Born to an Anishinaabe mother and a French father, Caroline Monnet is from Outaouais, Québec, and now based in Montréal. After studying at the University of Ottawa and the University of Granada, in Spain, she pursued a career in visual arts and film. Her work is regularly presented internationally and can be found in prestigious museum, private, and corporate collections. Monnet has become known for minimalist yet emotionally charged work that uses industrial materials and combines the vocabulary of popular and traditional visual cultures with the tropes of modernist abstraction to create unique hybrid forms.
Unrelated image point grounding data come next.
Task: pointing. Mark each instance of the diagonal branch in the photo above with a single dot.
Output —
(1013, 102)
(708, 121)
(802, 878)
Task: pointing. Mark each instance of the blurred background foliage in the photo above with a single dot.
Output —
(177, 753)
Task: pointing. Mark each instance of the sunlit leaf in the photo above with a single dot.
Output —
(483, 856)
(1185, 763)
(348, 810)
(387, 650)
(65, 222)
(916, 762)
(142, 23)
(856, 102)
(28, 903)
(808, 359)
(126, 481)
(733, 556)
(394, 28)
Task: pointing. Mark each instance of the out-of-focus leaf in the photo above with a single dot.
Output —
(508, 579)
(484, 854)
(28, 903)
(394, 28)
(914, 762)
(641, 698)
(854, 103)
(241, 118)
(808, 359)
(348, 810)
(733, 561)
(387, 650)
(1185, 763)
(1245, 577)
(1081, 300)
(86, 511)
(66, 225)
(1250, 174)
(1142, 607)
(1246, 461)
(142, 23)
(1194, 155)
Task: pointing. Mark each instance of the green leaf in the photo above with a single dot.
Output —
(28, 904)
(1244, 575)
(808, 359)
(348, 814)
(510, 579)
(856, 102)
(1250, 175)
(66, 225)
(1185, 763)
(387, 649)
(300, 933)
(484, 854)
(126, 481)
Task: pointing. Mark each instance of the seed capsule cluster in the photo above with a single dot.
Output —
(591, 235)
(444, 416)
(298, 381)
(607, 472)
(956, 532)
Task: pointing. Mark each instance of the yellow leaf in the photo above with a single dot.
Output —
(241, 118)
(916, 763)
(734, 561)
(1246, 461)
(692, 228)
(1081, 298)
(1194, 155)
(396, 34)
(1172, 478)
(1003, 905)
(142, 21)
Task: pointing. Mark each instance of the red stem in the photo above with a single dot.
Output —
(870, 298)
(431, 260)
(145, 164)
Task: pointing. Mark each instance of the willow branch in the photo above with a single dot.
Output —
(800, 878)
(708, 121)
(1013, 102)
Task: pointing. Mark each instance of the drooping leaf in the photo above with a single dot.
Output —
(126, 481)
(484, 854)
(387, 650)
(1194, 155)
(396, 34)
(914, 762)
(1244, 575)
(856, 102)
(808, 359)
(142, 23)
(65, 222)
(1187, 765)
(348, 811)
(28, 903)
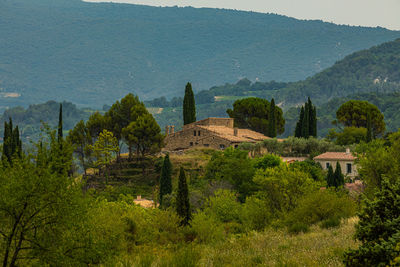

She is represented by Blouin-Division Gallery.

Erdem Taşdelen is a Turkish-Canadian artist who currently lives and works in Tkaronto/Toronto, Canada. Through the use of diverse materials and media, he constructs semi-fictional narratives that incorporate unique historical figures, events and texts to implicate contemporary sociopolitical realities. Selected exhibitions include The Power Plant (Toronto); Aga Khan Museum, Toronto (2023); BüroSarıgedik, Istanbul; The Plumb, Toronto; Richmond Art Gallery; Art Gallery of Burlington (2022); Mercer Union, Toronto; Oakville Galleries (2021); Blackwood Gallery, Mississauga; AKA artist-run, Saskatoon (2020); Contemporary Art Gallery, Vancouver; The Bows, Calgary; Museum für Gegenwartskunst Siegen (2019); VOX, Montréal; Bonington Gallery, Nottingham (2018); Pera Museum, Istanbul; Framer Framed, Amsterdam; Or Gallery, Vancouver (2017); Museum für Neue Kunst, Freiburg (2016); Sabancı Museum, Istanbul (2015). Taşdelen’s work has been reviewed in publications including Artforum, Flash Art, ArtAsiaPacific, Canadian Art and C Magazine. He has been an artist-in- residence at the Delfina Foundation, London; Rupert, Vilnius; and KulturKontakt Austria, Vienna. In 2019, he was long-listed for the Sobey Art Award.